Tips to reduce hearing loss from loud noises

A few easy changes can reduce your risk of hearing loss from loud noises:

  • Turn down the volume on your music. To reduce the decibel level of your MP3 player, try to keep the volume to 60% or less of the maximum possible volume. Some phones and MP3 players come with a smart volume feature which allows you to set a maximum volume of your choice, or restrict the volume to a safe level.
  • Use noise-cancelling headphones. Studies have shown an increased rate of hearing loss in teenagers due to the common practice of listening to loud music on MP3 players using earbuds. In order to block out surrounding noises, people turn the volume up even further than normal.
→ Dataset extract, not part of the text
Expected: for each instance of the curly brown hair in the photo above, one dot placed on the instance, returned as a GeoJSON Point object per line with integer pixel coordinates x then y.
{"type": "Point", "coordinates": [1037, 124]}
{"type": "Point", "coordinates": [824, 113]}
Invest in some noise-cancelling headphones that block outside noises, making it less necessary for you to turn the volume way up.
  • Use ear plugs or earmuffs. Wear hearing protection when you’re at a rock concert, while working in a loud environment such as a factory or construction site, or at any other noisy venue. Available options range from cheap foam inserts, to specially molded plugs to fit your individual ears.
  • Take breaks. Reduce the exposure time to loud noises, especially those of between 85 to 120 dB.
  • Move away from the sound. Decibels are measured close-up to sounds, but the more distance you put between yourself and the source of the noise, the less intense those sound waves will be once they reach your ears.

Ultimately, the best way to decide whether a sound is too loud is to use your own judgment. If a noise volume is irritating, unpleasant or too loud to hold a conversation, then it’s too loud and will eventually cause hearing damage.